Un estudio reciente del Centro de Investigación en Calidad de la Democracia (CiCaD) de 2023 revela que la cantidad de bancas debería aumentar de 257 a 359 para ajustarse a los datos poblacionales actuales. Eso significa 102 diputados más que hoy no tienen representación formal.
El problema afecta principalmente a Buenos Aires, la provincia más perjudicada por esta subrepresentación. En cambio, jurisdicciones como Tierra del Fuego, Antártida e Islas del Atlántico Sur resultan beneficiadas por un sistema que les asigna más diputados de lo que su población justificaría.
Los convencionales que redactaron la Constitución de 1853 anticiparon esta situación y mandataron que la representación se ajustara periódicamente. Pero la Ley 22.847, dictada al cierre de la última dictadura militar, estableció un piso mínimo de cinco diputados por provincia, congelando de facto los cambios.

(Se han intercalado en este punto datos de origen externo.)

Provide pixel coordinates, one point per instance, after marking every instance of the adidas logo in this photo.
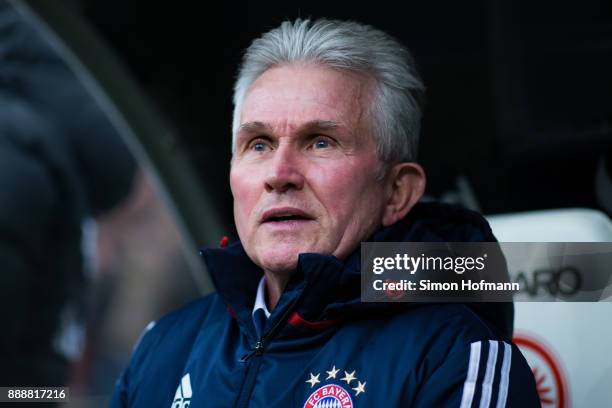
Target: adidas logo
(182, 397)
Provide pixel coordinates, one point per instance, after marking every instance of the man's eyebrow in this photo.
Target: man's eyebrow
(319, 125)
(255, 127)
(261, 127)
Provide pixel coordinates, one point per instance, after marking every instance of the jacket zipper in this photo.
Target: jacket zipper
(253, 359)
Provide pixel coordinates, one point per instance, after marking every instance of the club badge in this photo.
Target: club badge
(331, 394)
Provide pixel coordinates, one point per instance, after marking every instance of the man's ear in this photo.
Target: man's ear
(404, 186)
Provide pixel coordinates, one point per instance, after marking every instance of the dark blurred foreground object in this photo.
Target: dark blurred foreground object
(61, 162)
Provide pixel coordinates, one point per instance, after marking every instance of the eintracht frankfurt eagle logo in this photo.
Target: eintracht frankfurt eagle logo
(332, 395)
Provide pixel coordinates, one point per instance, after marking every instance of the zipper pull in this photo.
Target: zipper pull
(257, 350)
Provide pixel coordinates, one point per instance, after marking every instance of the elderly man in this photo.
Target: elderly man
(325, 128)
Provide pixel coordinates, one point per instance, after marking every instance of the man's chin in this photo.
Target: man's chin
(280, 260)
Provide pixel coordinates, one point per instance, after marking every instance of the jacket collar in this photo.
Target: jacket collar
(326, 288)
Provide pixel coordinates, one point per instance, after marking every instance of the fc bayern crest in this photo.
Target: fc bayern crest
(329, 396)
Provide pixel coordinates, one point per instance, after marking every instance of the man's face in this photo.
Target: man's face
(303, 175)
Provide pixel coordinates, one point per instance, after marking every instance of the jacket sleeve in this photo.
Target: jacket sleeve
(486, 373)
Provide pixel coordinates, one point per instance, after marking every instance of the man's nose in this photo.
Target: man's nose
(285, 171)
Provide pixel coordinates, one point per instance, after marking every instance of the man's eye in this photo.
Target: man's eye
(321, 144)
(258, 146)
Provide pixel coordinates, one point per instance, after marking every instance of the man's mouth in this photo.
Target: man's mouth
(281, 215)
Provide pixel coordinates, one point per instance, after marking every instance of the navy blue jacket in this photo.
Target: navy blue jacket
(323, 348)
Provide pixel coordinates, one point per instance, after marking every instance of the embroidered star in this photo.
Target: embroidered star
(314, 379)
(348, 377)
(359, 388)
(332, 373)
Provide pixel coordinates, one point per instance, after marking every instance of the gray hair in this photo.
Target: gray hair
(344, 45)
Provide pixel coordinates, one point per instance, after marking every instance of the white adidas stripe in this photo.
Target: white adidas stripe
(469, 386)
(487, 384)
(470, 382)
(505, 376)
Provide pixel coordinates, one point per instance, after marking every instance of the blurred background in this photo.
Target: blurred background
(115, 147)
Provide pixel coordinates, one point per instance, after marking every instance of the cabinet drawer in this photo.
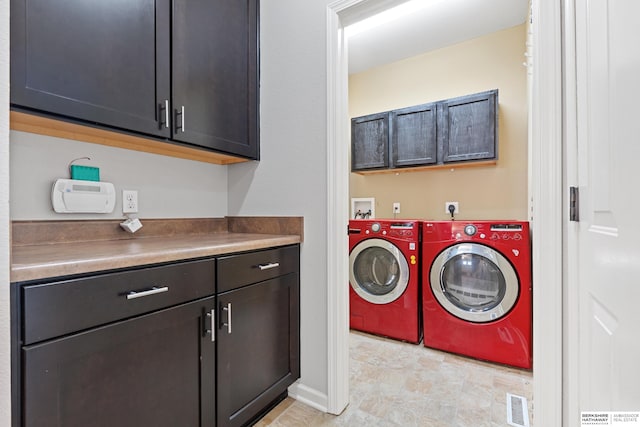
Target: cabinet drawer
(59, 308)
(239, 270)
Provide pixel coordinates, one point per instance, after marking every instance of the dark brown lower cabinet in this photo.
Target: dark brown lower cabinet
(156, 346)
(152, 370)
(258, 347)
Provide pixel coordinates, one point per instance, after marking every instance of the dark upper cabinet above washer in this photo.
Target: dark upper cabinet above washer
(414, 136)
(456, 130)
(179, 71)
(370, 142)
(469, 127)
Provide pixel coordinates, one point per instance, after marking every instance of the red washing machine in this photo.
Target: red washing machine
(384, 276)
(476, 298)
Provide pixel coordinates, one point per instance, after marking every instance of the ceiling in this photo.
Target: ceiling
(429, 25)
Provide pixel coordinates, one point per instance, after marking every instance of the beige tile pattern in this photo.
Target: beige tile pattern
(398, 384)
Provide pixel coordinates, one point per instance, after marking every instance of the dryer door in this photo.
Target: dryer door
(378, 271)
(474, 282)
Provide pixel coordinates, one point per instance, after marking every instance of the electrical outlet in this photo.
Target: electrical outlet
(446, 207)
(129, 201)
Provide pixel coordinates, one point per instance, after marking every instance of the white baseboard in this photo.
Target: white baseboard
(309, 396)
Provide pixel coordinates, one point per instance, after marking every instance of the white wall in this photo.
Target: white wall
(5, 376)
(167, 187)
(291, 177)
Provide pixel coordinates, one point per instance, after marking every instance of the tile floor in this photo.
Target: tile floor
(399, 384)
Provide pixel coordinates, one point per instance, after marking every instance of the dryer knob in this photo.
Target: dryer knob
(470, 230)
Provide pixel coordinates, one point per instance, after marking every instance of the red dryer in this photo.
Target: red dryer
(477, 290)
(384, 278)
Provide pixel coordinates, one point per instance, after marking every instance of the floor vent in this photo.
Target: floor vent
(517, 412)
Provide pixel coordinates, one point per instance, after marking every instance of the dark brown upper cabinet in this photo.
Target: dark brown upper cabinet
(456, 130)
(183, 71)
(414, 136)
(469, 127)
(215, 74)
(100, 62)
(370, 142)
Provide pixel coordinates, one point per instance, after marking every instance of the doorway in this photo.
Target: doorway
(546, 196)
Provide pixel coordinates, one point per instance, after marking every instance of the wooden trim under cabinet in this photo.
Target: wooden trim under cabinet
(57, 128)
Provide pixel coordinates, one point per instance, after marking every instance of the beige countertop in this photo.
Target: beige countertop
(62, 259)
(33, 261)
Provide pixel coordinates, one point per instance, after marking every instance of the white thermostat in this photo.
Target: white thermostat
(76, 196)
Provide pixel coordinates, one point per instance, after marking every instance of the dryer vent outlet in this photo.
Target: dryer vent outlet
(455, 207)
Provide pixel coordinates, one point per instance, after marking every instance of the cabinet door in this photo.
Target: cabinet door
(469, 127)
(258, 347)
(370, 142)
(215, 74)
(102, 62)
(413, 136)
(153, 370)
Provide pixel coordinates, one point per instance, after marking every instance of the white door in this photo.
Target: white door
(604, 361)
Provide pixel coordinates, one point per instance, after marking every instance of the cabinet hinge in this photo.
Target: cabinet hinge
(574, 204)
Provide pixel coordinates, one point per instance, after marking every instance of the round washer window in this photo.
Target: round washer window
(474, 282)
(379, 273)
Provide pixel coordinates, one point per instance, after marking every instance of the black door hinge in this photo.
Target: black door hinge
(574, 204)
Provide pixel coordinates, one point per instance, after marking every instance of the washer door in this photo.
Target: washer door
(474, 282)
(378, 272)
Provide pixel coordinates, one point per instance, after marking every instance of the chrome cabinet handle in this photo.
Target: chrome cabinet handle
(228, 324)
(181, 114)
(165, 122)
(152, 291)
(166, 113)
(212, 315)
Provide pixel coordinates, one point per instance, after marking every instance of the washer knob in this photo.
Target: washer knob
(470, 230)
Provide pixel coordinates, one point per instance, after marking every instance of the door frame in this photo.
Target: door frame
(546, 195)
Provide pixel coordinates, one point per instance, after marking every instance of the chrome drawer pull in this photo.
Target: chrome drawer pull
(152, 291)
(268, 266)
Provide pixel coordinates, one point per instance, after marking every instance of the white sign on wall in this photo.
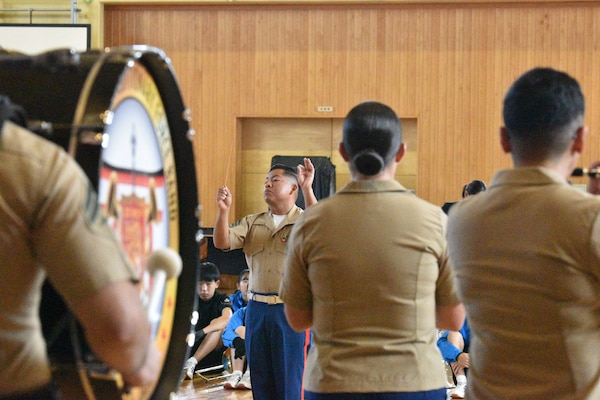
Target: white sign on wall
(33, 39)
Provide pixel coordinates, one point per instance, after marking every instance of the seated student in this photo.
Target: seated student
(239, 298)
(234, 338)
(454, 346)
(214, 309)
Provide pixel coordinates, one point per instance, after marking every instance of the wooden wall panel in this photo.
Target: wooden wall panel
(447, 65)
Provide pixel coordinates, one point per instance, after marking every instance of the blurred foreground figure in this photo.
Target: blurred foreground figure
(51, 226)
(527, 254)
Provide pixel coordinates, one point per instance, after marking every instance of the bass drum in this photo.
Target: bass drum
(119, 113)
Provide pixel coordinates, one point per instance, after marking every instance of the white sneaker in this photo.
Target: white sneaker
(244, 383)
(189, 367)
(232, 381)
(459, 391)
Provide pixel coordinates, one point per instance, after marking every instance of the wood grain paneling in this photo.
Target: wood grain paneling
(446, 65)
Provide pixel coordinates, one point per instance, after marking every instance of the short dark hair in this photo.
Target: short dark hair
(474, 187)
(208, 272)
(287, 171)
(372, 135)
(542, 109)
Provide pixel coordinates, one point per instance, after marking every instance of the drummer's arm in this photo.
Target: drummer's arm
(221, 229)
(118, 332)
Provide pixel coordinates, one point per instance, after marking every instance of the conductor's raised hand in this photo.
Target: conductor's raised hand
(306, 174)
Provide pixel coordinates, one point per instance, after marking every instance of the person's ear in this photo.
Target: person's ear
(579, 140)
(504, 140)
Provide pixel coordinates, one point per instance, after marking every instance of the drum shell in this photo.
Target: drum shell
(71, 93)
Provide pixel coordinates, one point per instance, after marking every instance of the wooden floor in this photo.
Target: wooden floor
(212, 389)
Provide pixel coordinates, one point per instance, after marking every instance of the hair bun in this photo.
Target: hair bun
(368, 162)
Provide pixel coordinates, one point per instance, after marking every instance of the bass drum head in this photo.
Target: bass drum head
(146, 184)
(120, 114)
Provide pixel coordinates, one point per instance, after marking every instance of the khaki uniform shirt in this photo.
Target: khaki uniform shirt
(264, 247)
(371, 263)
(527, 258)
(51, 224)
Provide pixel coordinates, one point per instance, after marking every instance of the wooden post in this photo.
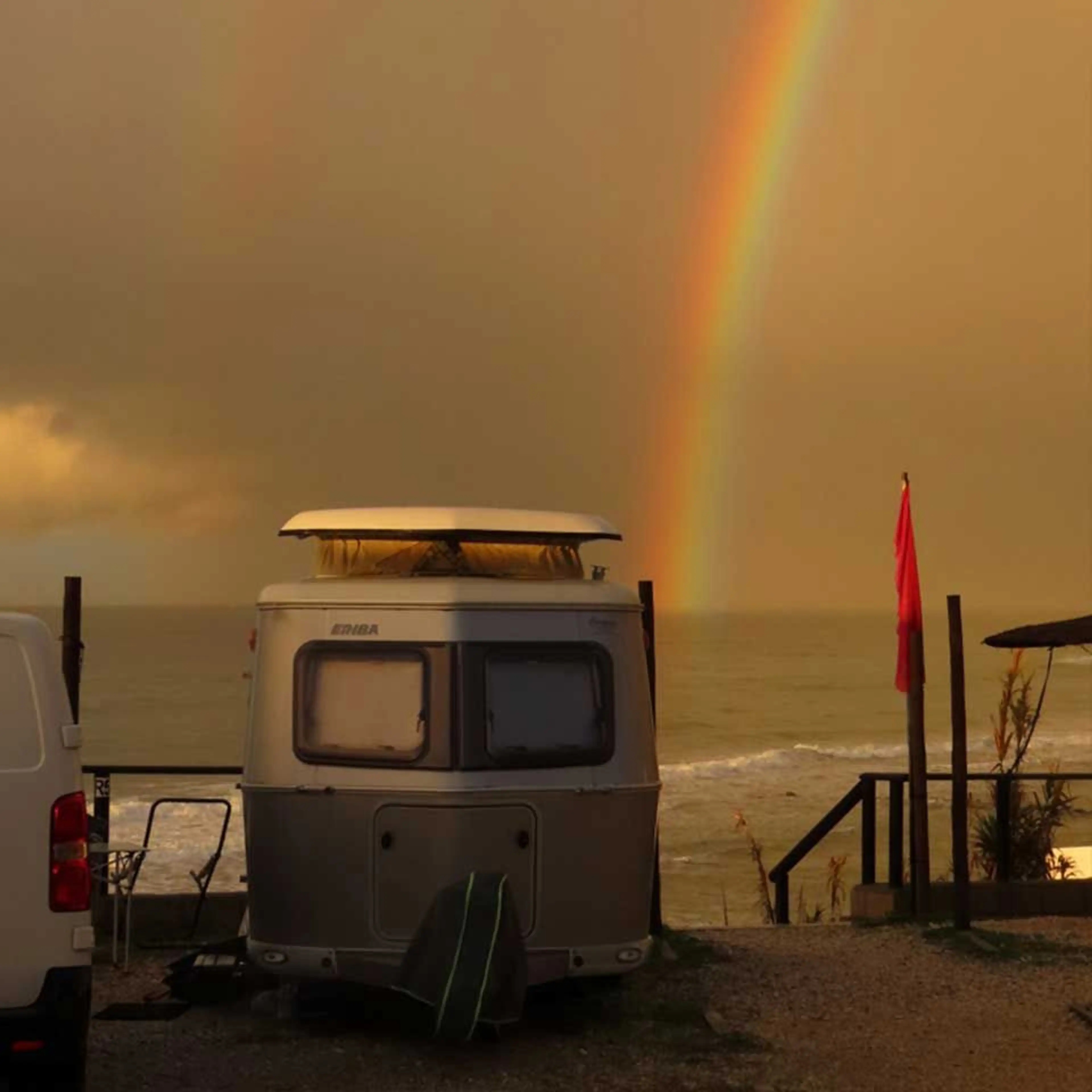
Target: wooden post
(919, 794)
(649, 615)
(868, 833)
(1004, 828)
(895, 837)
(71, 644)
(781, 900)
(961, 892)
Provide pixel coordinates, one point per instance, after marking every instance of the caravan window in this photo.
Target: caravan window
(362, 704)
(547, 706)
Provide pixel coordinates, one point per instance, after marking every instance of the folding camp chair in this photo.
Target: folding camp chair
(204, 876)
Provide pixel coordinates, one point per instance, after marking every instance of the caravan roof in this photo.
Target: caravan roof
(451, 593)
(466, 525)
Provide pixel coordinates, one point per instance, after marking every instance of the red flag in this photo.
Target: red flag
(909, 589)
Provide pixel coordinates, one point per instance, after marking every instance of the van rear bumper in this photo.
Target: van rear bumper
(58, 1018)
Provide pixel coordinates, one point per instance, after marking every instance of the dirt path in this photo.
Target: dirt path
(801, 1008)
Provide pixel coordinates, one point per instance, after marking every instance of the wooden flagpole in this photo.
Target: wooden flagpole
(919, 790)
(961, 915)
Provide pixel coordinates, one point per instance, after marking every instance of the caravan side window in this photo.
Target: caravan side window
(362, 704)
(547, 706)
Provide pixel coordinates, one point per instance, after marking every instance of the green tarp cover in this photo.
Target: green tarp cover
(468, 959)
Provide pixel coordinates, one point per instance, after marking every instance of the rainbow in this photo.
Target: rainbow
(782, 47)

Avanzar en esta reforma enfrenta dos obstáculos políticos. El primero es la resistencia a cualquier aumento del gasto político, aunque la democracia por naturaleza requiere financiamiento considerable. El segundo es que las provincias sobrerrepresentadas no quieren perder bancas, incluso sabiendo que violaría el mandato constitucional.
Distintos legisladores de diversos partidos han presentado proyectos para cumplir con la Constitución, pero ninguno ha prosperado. El debate sobre si Argentina puede costear una representación más justa sigue estancado en los pasillos del Congreso.